The escalating tariff war between the United States and China is throwing global trade into turmoil and pushing the world economy closer to a potential recession.

 

This latest trade conflict far surpasses the dispute triggered by President Donald Trump during his first term from 2018 to 2019. Back then, Trump imposed tariffs on Chinese goods over a span of 14 months. In contrast, the current measures have come in rapid succession, with significantly higher tariffs applied across a broader range of products in just a matter of days.

 

On April 9, Trump announced additional tariffs after China retaliated with matching 50% duties in response to earlier U.S. tariffs. As a result, the total U.S. tariff rate on Chinese imports now stands at 145%, not the previously stated 125%, according to U.S. media.
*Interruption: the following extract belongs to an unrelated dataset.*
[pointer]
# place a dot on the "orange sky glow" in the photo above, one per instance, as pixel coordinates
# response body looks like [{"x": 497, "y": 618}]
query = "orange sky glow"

This includes a 20% penalty imposed in February targeting Chinese fentanyl—an illicit drug dubbed the "zombie narcotic."

 

In retaliation, China announced on April 11 that it would immediately limit imports of Hollywood films.

 

For the past 30 years, China has allowed the import of 10 Hollywood movies annually. However, the National Film Administration in Beijing stated on its official website that it would "follow market principles and respect audience preferences" while "appropriately reducing" the number of U.S. films permitted for distribution.

 

Analysts believe the move is unlikely to severely impact Hollywood, as Chinese films have increasingly dominated domestic box office sales in recent years, overtaking American productions.

 

Nonetheless, the escalating trade war threatens to severely damage U.S.-China relations—once considered the backbone of global economic growth. Disruptions in direct and indirect trade between the two nations could have cascading effects on the entire global trade system.

 

Trump’s unexpected decision to pause retaliatory tariffs against most countries—excluding China—has been interpreted as a sign of growing concern over the U.S. economy. At the same time, it signals a strategic shift toward focusing pressure on Beijing while maintaining a hardline stance.

 

The U.S. is reportedly seeking to isolate China diplomatically by forging more favorable trade deals with Asian and other countries. The suspension of non-China tariffs may support this broader strategic goal.